Adoptés en Conseil des ministres en avril dernier, trois nouveaux projets de loi de décentralisation ouvrent une nouvelle étape d’un long processus engagé en 1981-1982 sous le gouvernement de Pierre Mauroy. L’universitaire Pierre Bauby en fait l’analyse dans la première Note de l’Observatoire de l’action publique de la Fondation.

Synthèse
Les trois nouveaux projets de loi de décentralisation adoptés par le Conseil des ministres le 10 avril 2013 ouvrent une nouvelle étape d’un long processus engagé en 1981-1982 sous le gouvernement de Pierre Mauroy. Ce processus a correspondu à la décentralisation de « petits pouvoirs » sans remise en cause de la centralisation des pouvoirs essentiels en matière économique, financière ou stratégique. La décentralisation a amené les élus locaux à se « responsabiliser », même si la France présente encore aujourd’hui la caractéristique d’être l’Etat le plus centralisé d’Europe.
Le transfert des compétences et l’autonomie supplémentaire accordée aux collectivités territoriales par l’Etat central ne se sont pas accompagnés d’un réel désengagement de celui-ci. Il a conservé de multiples moyens d’influence et d’orientation et s’en est donné de nouveaux.
Le développement des aspirations à la participation des citoyens aux décisions locales n’a pas connu de réelles mises en œuvre, même si ont été adoptées des dispositions limitant un peu cette spécificité française qu’est le cumul des mandats.

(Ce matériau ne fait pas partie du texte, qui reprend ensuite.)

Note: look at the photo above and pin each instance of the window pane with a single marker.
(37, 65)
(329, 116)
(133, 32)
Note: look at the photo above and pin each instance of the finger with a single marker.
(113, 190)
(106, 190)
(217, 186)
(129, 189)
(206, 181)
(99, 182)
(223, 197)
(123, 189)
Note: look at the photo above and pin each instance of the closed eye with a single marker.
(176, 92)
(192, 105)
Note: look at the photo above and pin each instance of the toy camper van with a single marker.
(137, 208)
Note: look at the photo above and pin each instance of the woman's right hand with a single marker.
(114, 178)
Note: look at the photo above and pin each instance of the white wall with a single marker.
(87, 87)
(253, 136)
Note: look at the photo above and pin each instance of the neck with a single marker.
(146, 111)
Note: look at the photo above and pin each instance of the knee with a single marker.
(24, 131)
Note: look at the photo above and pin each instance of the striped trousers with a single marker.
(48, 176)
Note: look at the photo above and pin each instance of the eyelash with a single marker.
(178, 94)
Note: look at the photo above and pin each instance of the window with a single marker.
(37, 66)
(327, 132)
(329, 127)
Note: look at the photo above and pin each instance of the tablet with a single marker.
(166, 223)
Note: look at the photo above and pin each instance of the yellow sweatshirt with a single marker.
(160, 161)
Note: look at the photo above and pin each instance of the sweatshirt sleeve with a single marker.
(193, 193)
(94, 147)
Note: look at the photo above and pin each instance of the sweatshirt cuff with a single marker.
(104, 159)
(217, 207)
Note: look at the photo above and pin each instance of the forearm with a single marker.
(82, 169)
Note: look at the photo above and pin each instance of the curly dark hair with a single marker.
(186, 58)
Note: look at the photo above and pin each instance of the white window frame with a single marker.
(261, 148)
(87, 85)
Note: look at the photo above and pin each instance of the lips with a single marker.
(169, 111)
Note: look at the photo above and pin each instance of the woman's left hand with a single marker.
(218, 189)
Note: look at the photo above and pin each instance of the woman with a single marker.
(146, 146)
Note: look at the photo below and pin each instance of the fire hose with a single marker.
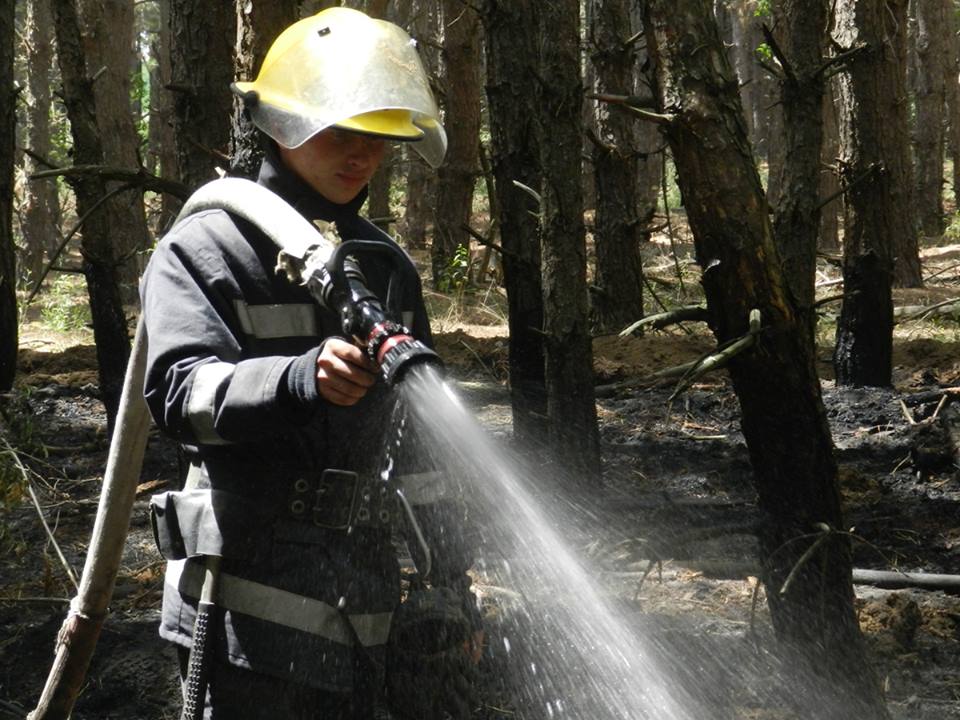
(336, 282)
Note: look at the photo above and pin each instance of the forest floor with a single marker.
(677, 489)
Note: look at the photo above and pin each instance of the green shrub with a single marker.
(64, 305)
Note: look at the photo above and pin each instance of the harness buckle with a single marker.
(343, 500)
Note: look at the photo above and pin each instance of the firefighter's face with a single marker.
(336, 163)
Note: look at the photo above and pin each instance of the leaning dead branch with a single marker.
(692, 371)
(658, 321)
(906, 313)
(721, 357)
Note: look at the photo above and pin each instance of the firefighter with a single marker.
(283, 422)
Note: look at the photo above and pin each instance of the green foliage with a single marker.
(64, 306)
(454, 277)
(764, 52)
(952, 232)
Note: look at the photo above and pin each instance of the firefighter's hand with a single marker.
(344, 372)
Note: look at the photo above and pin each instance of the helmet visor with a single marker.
(340, 64)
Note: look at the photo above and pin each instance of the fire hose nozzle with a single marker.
(399, 352)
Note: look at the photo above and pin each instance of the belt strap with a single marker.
(282, 607)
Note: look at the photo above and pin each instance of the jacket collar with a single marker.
(276, 176)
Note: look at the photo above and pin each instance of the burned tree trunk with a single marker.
(461, 104)
(40, 209)
(99, 255)
(796, 218)
(783, 418)
(511, 82)
(616, 295)
(107, 33)
(201, 60)
(875, 175)
(8, 264)
(571, 404)
(930, 94)
(258, 25)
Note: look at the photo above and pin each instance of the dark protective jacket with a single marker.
(230, 374)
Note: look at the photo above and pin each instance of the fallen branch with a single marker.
(658, 321)
(922, 312)
(721, 357)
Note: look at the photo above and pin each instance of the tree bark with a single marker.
(783, 419)
(99, 258)
(203, 36)
(829, 180)
(107, 27)
(571, 404)
(874, 171)
(258, 25)
(8, 263)
(617, 298)
(162, 141)
(40, 208)
(378, 199)
(796, 220)
(511, 84)
(930, 97)
(952, 99)
(461, 104)
(421, 180)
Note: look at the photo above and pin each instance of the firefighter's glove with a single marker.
(431, 673)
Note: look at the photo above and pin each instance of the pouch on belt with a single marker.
(189, 523)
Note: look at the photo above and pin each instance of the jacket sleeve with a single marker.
(202, 385)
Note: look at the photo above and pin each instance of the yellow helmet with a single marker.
(342, 68)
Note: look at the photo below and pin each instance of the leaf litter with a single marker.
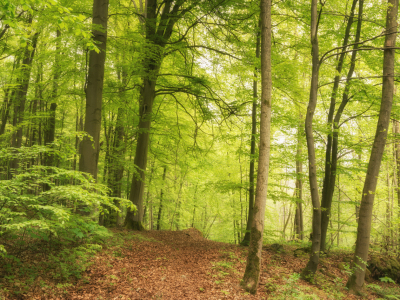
(184, 265)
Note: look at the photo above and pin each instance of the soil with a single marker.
(184, 265)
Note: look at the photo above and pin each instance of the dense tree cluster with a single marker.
(171, 114)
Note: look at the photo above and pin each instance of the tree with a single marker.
(312, 264)
(356, 280)
(246, 239)
(158, 30)
(90, 145)
(252, 272)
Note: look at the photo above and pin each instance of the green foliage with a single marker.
(40, 214)
(385, 292)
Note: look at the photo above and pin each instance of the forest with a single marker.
(264, 133)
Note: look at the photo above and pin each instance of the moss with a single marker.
(134, 225)
(252, 273)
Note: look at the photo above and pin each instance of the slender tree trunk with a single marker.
(89, 150)
(397, 151)
(8, 99)
(157, 35)
(330, 174)
(161, 203)
(356, 281)
(311, 267)
(50, 129)
(252, 272)
(298, 219)
(20, 97)
(246, 239)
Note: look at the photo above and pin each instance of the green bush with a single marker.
(41, 210)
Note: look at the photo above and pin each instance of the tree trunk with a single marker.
(246, 239)
(89, 149)
(397, 151)
(119, 149)
(328, 187)
(20, 97)
(252, 272)
(161, 204)
(356, 281)
(157, 36)
(8, 99)
(50, 129)
(311, 267)
(298, 219)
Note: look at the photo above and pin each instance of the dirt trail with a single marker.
(183, 265)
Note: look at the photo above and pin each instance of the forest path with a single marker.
(184, 265)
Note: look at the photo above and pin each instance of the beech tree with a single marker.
(253, 265)
(356, 280)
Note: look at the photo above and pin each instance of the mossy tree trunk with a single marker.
(356, 281)
(330, 176)
(252, 272)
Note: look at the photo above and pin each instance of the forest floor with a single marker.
(184, 265)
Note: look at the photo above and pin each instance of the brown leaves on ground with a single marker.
(184, 265)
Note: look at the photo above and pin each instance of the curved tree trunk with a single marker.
(311, 267)
(252, 272)
(161, 203)
(356, 281)
(246, 239)
(327, 190)
(298, 218)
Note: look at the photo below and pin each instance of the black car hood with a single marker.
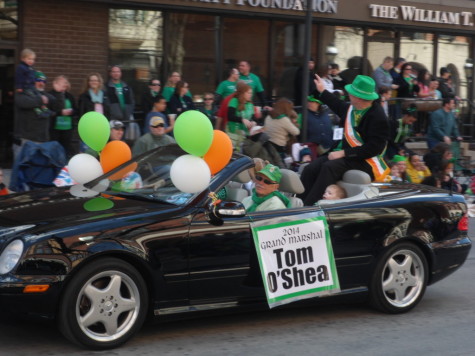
(56, 206)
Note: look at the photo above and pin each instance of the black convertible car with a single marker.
(103, 257)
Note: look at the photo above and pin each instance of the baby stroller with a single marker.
(37, 165)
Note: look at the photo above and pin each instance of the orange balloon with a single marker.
(113, 155)
(220, 152)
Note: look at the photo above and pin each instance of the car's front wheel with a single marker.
(400, 278)
(104, 304)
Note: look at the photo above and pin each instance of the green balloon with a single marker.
(94, 130)
(98, 204)
(193, 132)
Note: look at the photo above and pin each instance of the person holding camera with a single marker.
(407, 83)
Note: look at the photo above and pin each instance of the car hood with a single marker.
(41, 209)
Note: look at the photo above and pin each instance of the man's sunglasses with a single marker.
(265, 180)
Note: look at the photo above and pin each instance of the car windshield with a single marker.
(146, 176)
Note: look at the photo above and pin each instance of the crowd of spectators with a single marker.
(238, 106)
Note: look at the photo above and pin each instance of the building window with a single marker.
(288, 44)
(418, 48)
(136, 44)
(453, 52)
(8, 20)
(191, 50)
(247, 40)
(348, 42)
(380, 45)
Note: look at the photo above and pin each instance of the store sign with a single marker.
(414, 14)
(296, 258)
(323, 6)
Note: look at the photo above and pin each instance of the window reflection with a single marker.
(452, 53)
(191, 50)
(136, 44)
(288, 42)
(247, 40)
(349, 42)
(418, 47)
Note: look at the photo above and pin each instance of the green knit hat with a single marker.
(363, 87)
(398, 158)
(40, 76)
(312, 98)
(272, 172)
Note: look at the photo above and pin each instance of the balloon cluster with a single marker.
(208, 150)
(94, 131)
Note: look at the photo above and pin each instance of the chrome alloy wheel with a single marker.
(403, 278)
(107, 306)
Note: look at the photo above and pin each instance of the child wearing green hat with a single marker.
(365, 136)
(265, 196)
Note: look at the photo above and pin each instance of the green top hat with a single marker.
(315, 100)
(272, 172)
(398, 158)
(363, 88)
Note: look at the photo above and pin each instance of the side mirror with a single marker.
(227, 209)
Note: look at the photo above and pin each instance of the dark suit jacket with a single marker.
(373, 128)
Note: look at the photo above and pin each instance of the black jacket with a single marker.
(373, 128)
(175, 105)
(59, 104)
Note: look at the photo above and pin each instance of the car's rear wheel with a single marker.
(400, 278)
(104, 304)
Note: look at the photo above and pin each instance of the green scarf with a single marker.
(259, 200)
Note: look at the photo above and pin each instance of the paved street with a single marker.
(442, 324)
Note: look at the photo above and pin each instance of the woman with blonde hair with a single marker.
(240, 115)
(94, 97)
(280, 124)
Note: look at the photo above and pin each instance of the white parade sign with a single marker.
(296, 258)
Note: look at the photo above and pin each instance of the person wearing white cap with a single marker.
(155, 138)
(117, 130)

Décentralisation, concertation territoriale et gouvernance multi-niveaux
Les trois nouveaux projets de loi de décentralisation présentent de fait des innovations majeures en matière de gouvernance territoriale. D’abord en instaurant la « conférence territoriale de l’action publique » et le « pacte de gouvernance territoriale ». Dans la plupart des domaines de l’action publique, il s’agit de mettre en œuvre l’emboîtement des niveaux d’intervention, une gouvernance « multi-niveaux » et multi-acteurs. Celle-ci ne devrait être ni verticale, ni linéaire, mais cyclique, afin de construire un cercle vertueux de la gouvernance. Dans cette perspective, les conférences territoriales de l’action publique peuvent être ces lieux d’expression des diversités des besoins territoriaux et des aspirations des acteurs.
En outre, les conférences territoriales de l’action publique et le pacte de gouvernance territoriale devraient permettre de rompre avec le mode de décentralisation qui a prévalu depuis trente ans, consistant pour l’Etat à décider d’en haut du partage des compétences.
Les projets de loi permettent également d’engager des dynamiques en matière d’égalité des territoires, en créant un Haut Conseil des territoires, assisté d’un Observatoire de la gestion publique locale.

La décentralisation : un processus à approfondir
D’autres étapes seront évidemment à franchir, notamment en revalorisant davantage le rôle des citoyens et de la société civile, en considérant leur expression comme un pré-requis complémentaire à la démocratie représentative et à l’action des élus.
Une réelle décentralisation mettant le citoyen au cœur de l’action publique prendra plus de temps. Mais les enjeux de modernisation et d’efficacité de l’action publique, de réforme de l’Etat et des services publics comme de dynamique sociétale sont tels qu’il est nécessaire de prendre le temps de l’innovation et de l’expérimentation, en libérant les initiatives.